Calgary-Mackay-Nose Hill Alberta Party MLA Karen McPherson introduced a private member’s bill Tuesday to support unemployed and underemployed Albertans.
It’s the first piece of legislation ever tabled by the Alberta Party.
McPherson said Tuesday she has heard from a lot of people in her riding who aren’t able to find a job. The bill was a response to that, and involved consultation with unemployed Albertans, economists, recruiters, First Nations and post-secondary institutions.
McPherson’s bill would establish an employment advisory council to recommend ways to reduce unemployment and underemployment, and get employers, educators and others working together to create training and job opportunities.
With the session due to wrap this week there’s a good chance her bill will die on the order paper, but McPherson said she’s optimistic the NDP government will take her ideas to heart.
New law on the books
Former common-law partners can more easily make child support claims for their adult children with disabilities thanks to legislation passed Tuesday.
Previously the Family Law Act limited child support claims to adults between 18 and 22 years of age, or full-time students.
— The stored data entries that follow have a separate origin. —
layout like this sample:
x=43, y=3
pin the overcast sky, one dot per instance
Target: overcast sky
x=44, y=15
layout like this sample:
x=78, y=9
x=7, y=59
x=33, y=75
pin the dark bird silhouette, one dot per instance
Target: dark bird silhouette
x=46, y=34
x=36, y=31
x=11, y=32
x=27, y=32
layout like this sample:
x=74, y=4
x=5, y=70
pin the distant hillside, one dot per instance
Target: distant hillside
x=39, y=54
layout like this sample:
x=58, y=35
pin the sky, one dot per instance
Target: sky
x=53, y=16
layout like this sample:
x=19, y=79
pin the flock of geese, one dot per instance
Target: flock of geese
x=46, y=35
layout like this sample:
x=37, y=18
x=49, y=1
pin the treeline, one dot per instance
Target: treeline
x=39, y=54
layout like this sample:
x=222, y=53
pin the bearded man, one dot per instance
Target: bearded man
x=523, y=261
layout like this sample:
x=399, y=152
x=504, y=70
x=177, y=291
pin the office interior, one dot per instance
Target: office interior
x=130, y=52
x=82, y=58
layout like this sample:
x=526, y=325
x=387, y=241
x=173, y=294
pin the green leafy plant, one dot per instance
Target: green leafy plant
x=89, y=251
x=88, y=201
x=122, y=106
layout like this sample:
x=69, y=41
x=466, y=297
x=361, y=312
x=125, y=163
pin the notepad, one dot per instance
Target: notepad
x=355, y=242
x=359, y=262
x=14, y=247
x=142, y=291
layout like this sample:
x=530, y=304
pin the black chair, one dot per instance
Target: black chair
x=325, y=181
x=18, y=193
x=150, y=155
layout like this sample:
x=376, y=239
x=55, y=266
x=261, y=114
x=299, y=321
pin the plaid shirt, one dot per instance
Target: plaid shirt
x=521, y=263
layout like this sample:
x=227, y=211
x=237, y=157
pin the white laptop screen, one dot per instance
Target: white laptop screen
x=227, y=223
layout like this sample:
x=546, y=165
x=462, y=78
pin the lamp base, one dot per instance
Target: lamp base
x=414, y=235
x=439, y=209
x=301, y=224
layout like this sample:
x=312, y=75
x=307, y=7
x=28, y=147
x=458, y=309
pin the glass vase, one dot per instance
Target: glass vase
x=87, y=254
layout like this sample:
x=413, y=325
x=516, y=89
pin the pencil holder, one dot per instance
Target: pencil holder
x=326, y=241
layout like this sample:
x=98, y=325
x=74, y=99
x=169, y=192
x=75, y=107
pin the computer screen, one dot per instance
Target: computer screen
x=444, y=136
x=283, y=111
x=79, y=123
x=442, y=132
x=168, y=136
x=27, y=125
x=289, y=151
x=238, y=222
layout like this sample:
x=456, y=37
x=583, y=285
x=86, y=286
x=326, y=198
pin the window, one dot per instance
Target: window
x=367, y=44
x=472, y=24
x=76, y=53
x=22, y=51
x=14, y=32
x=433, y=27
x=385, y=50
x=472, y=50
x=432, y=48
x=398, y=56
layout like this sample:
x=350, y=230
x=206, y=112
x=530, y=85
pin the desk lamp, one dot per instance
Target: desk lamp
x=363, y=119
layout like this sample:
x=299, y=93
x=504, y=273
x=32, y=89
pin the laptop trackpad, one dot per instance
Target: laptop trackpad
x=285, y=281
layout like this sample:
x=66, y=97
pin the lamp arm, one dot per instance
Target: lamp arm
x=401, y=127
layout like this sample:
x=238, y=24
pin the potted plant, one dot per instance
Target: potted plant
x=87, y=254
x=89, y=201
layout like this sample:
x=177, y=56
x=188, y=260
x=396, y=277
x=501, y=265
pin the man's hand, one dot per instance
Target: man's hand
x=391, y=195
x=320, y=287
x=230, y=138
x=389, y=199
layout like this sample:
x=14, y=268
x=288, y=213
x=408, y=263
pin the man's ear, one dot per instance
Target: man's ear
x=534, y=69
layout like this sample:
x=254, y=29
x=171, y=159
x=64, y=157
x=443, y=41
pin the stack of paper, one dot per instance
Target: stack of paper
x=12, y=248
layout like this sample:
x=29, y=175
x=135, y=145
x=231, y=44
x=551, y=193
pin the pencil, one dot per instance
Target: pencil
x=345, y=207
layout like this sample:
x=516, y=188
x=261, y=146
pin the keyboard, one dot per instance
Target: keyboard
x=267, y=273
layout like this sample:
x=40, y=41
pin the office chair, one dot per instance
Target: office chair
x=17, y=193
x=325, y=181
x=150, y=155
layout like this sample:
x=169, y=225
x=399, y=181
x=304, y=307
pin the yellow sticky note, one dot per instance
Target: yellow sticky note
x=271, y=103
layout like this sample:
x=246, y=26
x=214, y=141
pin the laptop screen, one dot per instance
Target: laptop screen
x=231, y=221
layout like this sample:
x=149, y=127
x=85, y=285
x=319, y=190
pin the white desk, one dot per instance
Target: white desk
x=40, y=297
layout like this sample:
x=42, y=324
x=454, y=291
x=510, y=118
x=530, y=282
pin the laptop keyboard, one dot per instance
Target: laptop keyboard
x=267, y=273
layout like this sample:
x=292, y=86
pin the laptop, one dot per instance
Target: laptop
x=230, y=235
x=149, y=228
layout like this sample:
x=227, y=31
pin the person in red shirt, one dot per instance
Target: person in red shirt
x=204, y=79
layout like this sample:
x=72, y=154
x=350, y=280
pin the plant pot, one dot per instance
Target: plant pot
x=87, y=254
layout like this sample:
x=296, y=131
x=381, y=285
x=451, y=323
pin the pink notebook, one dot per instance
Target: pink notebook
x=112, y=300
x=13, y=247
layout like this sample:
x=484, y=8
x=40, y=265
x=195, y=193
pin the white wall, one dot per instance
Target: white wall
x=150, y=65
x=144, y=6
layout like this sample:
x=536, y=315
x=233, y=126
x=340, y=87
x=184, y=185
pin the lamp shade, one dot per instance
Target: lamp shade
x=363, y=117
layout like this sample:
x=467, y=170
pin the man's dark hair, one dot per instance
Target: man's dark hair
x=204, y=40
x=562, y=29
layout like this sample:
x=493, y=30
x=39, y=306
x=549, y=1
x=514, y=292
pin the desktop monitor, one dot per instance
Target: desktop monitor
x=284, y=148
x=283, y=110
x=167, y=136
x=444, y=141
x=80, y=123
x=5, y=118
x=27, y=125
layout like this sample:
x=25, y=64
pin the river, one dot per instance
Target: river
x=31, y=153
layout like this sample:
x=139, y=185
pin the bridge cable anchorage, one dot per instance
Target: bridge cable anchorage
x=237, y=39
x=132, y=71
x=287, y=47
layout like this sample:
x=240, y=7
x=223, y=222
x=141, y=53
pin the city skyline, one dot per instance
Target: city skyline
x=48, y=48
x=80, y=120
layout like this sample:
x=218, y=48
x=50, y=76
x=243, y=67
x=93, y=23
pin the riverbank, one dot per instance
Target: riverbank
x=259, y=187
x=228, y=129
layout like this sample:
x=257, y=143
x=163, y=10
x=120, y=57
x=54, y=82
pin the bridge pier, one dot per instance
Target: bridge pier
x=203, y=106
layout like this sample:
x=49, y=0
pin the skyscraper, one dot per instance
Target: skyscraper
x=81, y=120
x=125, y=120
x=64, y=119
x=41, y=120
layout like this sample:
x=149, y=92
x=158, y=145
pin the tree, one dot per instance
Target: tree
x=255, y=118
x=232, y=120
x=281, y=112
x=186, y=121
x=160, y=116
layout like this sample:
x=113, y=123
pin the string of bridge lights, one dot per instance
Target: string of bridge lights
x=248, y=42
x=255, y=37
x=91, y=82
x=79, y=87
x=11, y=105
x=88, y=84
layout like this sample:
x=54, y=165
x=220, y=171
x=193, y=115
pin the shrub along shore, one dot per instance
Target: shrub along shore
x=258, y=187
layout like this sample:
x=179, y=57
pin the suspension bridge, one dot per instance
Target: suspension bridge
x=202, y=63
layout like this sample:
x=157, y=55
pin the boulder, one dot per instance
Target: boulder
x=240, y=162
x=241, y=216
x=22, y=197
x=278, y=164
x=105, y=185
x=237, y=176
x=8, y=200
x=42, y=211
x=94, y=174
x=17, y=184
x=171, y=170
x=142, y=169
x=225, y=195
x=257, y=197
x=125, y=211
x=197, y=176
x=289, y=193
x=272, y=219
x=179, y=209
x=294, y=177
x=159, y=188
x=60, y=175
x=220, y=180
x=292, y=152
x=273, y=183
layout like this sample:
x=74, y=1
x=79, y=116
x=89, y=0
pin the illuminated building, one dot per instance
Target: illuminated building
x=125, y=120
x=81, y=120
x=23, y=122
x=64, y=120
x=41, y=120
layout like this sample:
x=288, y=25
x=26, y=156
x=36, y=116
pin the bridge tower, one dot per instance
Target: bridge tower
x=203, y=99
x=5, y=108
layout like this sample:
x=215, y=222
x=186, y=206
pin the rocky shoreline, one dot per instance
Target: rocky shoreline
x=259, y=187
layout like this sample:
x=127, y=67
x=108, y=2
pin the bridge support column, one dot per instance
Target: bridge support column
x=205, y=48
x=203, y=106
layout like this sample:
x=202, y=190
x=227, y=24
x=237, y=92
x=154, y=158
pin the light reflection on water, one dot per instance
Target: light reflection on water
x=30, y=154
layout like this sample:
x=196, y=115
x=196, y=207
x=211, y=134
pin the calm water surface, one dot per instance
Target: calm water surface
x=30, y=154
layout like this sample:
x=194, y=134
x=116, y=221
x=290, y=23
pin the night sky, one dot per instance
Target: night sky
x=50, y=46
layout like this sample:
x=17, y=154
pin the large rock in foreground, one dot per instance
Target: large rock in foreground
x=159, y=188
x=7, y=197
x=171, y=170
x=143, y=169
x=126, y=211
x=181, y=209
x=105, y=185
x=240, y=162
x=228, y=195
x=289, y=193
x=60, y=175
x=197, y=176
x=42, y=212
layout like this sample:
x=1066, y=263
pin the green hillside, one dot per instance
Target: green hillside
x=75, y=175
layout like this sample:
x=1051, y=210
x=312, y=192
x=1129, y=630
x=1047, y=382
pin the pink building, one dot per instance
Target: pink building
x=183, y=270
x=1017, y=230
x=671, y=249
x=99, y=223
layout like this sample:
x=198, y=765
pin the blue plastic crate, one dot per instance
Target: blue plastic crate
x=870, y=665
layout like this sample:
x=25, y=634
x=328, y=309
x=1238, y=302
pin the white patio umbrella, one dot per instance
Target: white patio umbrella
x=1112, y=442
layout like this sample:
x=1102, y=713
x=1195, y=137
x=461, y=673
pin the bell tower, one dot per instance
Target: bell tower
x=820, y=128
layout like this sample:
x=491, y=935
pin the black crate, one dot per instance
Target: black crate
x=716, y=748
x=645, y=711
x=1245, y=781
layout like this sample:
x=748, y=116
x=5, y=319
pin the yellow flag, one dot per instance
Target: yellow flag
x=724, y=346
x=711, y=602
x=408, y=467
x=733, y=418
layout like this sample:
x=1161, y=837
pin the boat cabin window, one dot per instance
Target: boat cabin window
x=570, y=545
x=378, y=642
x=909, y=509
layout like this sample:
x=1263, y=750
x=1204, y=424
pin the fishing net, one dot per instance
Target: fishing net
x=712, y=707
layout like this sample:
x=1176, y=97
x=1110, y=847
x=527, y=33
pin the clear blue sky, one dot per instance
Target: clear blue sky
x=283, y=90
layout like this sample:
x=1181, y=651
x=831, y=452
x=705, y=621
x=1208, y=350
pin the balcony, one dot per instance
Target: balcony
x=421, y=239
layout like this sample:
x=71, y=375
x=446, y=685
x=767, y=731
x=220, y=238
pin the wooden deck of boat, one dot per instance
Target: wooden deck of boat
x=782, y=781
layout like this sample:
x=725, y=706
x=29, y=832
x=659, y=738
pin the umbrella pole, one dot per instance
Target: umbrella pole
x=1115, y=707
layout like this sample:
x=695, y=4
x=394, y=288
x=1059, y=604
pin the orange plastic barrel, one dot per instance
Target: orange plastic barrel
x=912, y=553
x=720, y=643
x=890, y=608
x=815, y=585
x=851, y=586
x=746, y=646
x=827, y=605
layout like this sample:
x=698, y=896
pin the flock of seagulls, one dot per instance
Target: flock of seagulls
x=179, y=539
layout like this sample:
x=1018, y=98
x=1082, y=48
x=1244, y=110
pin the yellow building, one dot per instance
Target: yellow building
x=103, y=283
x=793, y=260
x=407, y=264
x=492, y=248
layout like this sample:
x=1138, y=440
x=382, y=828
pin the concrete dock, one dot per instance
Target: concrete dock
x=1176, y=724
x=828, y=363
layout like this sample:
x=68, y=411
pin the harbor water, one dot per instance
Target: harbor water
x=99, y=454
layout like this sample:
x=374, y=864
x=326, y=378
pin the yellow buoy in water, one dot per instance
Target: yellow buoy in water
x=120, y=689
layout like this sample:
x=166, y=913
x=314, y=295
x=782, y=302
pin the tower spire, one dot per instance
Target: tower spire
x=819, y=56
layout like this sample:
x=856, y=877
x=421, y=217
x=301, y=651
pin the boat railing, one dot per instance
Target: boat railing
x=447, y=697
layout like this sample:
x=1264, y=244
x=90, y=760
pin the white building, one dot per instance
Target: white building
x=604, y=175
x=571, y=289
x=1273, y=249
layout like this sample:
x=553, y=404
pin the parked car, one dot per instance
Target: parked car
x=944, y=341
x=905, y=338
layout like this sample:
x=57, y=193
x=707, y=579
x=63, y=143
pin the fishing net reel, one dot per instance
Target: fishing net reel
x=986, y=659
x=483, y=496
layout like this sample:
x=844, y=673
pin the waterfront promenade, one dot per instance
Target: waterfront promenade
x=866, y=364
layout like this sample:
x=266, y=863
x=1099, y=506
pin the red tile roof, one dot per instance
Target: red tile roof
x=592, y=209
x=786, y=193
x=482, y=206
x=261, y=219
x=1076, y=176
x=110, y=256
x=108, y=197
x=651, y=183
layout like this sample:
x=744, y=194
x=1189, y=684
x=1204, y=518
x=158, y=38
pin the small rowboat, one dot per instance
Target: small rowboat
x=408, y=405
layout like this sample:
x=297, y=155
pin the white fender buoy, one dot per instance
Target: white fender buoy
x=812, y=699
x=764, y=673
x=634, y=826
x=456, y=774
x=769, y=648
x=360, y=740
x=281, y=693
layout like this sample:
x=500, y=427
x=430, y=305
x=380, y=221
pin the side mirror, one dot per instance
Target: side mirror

But new rules bring legislation in line with the federal Divorce Act, meaning family law claims can be made in support of adult children who need care because of illness, disability or other causes.
Justice Minister Kathleen Ganley thanked Christina Ryan and her daughter Emily Pitchers, 19, for advocating for the legislative change.
“Not very many people get to influence the law, and Emily has gotten a new law that will support families on the books,” Ganley said, presenting a signed copy of the bill to the family.
In November, Ryan said her family fell through the cracks while trying to firm up support for Pitchers, who has disabilities.
“We bring a legacy so that all the families who didn’t have a voice beforehand … will be properly looked after within the eyes of the law,” Ryan said Tuesday.
The bill also outlined new rules for unmarried couples in the process of splitting up, giving them clear-cut property division rules.